The Senate Committee on Ethics, Privileges and Public Petitions on Wednesday, August 26, 2015, sent the legal representatives of the chairman of the Economic and Financial Crime Commission (EFCC), Ibrahim Lamorde and other officials of the commission out of a committee sitting meant to investigate N1 trillion allegedly diverted by Lamorde.
The committee had summoned Lamorde to defend himself on allegations of diversion of government the funds but the anti-graft agency wrote the committee pleading for more time to defend the allegations.
During the hearing, while the petitioner, Chief Executive Officer, Panic Alert Security Services (PASS), George Oboh, was being crossed-examined, director of the EFCC’s legal department, Chile Okoroma, interjected that he had a presentation to make.
Okoroma expressed surprise at the documents that had been tendered by Oboh, adding that the EFCC did not get the copies containing those elements.
He asked to be briefed on the workings of the committee, explaining that it was wrong for the petition to be heard when the accused was not present. Senator Dino Melaye explained that it was the committee’s prerogative to decide the direction of the hearing.
The hearing took a dramatic twist when the committee’s chairman, Samuel Anyanwu, directed that the hearing room be cleared of all EFCC representatives before the committee could continue, which was quickly carried out by the sergeant-at-arms.
In his disposition, Oboh explained, among other strategies, how Lamorde cornered and planned to use seized assets. He named Lamorde’s younger brother, Usman Lamorde, as one of the beneficiaries, pointing out that Usman was given choice assets in the country, especially in Abuja.
Oboh fingered two Nigerian banks, Access and the defunct Intercontinental Bank, as two parties that helped the anti-graft agency to hide recovered funds and profits from recovered assets.
In documents disposed before the committee, Oboh said, “EFCC confirmed that several cheques and drafts valued at N1.5 billion and $1.3 million forfeited by Diepreye Alamieyesigha were deposited in the commission’s recovery account.
“An agent appointed to manage and dispose six real estate properties forfeited by Alamieyesigha confirmed that N1.9b was remitted to EFCC between 2008 and 2009 as proceeds from the sales and interests from the properties.
“The agent confirmed remitting N60b vide Intercontinental Bank draft in 2008 as balance of rent while N3.7b was confirmed by the EFCC as the amount received from Alamieyesigha’s seized assets,” he said.
The petitioner added that EFCC traded with N3.7 from March 2009 to February 2010 with 12 per cent per annum. In Oboh’s calculation, Lamorde failed to remit the interest of N1.1b to government, “EFCC continued to trade with the balance of N1.1b from January 2010 to October 2013 with the interest rate of 12 per cent per annum. This money yielded N474.2m, which should have accrued to Bayelsa State government, but EFCC is not only keeping it back, still trading with it.”

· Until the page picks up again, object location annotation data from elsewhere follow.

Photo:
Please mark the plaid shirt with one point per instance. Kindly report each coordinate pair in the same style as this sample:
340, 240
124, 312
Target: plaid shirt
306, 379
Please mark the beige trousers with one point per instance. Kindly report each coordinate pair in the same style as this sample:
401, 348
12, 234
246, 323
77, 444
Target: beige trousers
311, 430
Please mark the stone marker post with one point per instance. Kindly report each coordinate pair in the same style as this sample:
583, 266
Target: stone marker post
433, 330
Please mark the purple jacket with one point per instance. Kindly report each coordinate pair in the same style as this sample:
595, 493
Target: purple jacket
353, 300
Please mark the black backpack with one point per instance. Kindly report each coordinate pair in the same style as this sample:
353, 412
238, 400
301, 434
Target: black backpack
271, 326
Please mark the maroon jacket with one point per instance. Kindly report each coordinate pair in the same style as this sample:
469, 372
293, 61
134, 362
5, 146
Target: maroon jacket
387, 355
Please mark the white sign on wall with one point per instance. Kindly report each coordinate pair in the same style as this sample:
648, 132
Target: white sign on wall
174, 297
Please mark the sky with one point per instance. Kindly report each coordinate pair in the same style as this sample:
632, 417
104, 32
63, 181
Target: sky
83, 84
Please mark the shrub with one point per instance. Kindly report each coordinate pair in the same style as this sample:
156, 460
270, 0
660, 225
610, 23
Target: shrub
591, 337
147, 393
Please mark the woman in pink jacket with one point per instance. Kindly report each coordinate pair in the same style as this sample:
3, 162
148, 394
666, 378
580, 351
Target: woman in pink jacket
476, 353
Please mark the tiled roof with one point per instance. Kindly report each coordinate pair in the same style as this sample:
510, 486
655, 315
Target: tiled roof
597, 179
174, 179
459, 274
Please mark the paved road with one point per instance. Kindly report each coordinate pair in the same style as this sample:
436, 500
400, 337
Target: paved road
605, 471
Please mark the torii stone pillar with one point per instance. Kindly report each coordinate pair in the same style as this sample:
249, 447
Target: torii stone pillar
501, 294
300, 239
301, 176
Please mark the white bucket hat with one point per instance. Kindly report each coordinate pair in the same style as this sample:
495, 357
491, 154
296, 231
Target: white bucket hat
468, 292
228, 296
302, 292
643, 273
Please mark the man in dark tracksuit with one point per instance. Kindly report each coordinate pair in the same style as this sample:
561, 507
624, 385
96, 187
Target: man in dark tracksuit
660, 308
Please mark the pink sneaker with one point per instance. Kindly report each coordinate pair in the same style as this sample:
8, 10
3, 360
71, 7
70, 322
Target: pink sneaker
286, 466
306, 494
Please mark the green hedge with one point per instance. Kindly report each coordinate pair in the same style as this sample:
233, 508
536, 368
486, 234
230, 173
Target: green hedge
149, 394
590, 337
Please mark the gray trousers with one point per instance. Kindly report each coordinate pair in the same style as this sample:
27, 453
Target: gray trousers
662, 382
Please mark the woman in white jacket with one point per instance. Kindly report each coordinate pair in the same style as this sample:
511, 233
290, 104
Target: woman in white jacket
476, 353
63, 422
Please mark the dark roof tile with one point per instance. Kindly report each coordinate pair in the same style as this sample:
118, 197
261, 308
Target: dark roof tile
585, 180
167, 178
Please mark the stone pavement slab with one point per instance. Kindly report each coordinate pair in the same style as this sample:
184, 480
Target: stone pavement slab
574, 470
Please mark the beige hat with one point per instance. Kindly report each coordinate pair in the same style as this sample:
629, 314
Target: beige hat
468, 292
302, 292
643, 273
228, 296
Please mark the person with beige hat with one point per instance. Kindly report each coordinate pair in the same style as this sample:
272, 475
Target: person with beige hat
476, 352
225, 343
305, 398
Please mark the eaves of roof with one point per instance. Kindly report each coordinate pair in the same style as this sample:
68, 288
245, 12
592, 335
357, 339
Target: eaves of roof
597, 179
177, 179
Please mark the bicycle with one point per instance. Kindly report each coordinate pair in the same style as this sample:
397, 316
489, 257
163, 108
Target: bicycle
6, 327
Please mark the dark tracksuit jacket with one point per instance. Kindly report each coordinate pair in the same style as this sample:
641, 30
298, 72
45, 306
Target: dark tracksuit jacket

The PASS director also alleged that Lamorde failed to account for 95 per cent of offshore assets and funds. “EFCC declared a fraction of what was seized from Alamieyesigha,” he said.
Oboh zeroed in on what the EFCC recovered explaining that former EFCC chair, Farida Waziri told the then President, Goodluck Jonathan, that naira recovery was N1.9 trillion while offshore recoveries stood at $316.1m, €32.1m and £1.2m respectively.
He said, Lamorde should have remitted N2.051 trillion to government.
In a dramatic twist, senators, under the Unity Forum of the ruling All Progressives Congress (APC), have kicked against the ongoing probe of the anti-graft agency.
Lamorde was, however, absent as Chairman of the Committee read a letter where the EFCC chairman pleaded for enough time to respond to the issues raised by the petitioner.
But addressing newsmen shortly after he was walked out alongside others,, Lamorde’s representative, Barrister Ugochukwu disclosed that the EFCC boss asked him to represent him( Lamorde) at the hearing, just as he expressed his disappointment on the Senate Committee.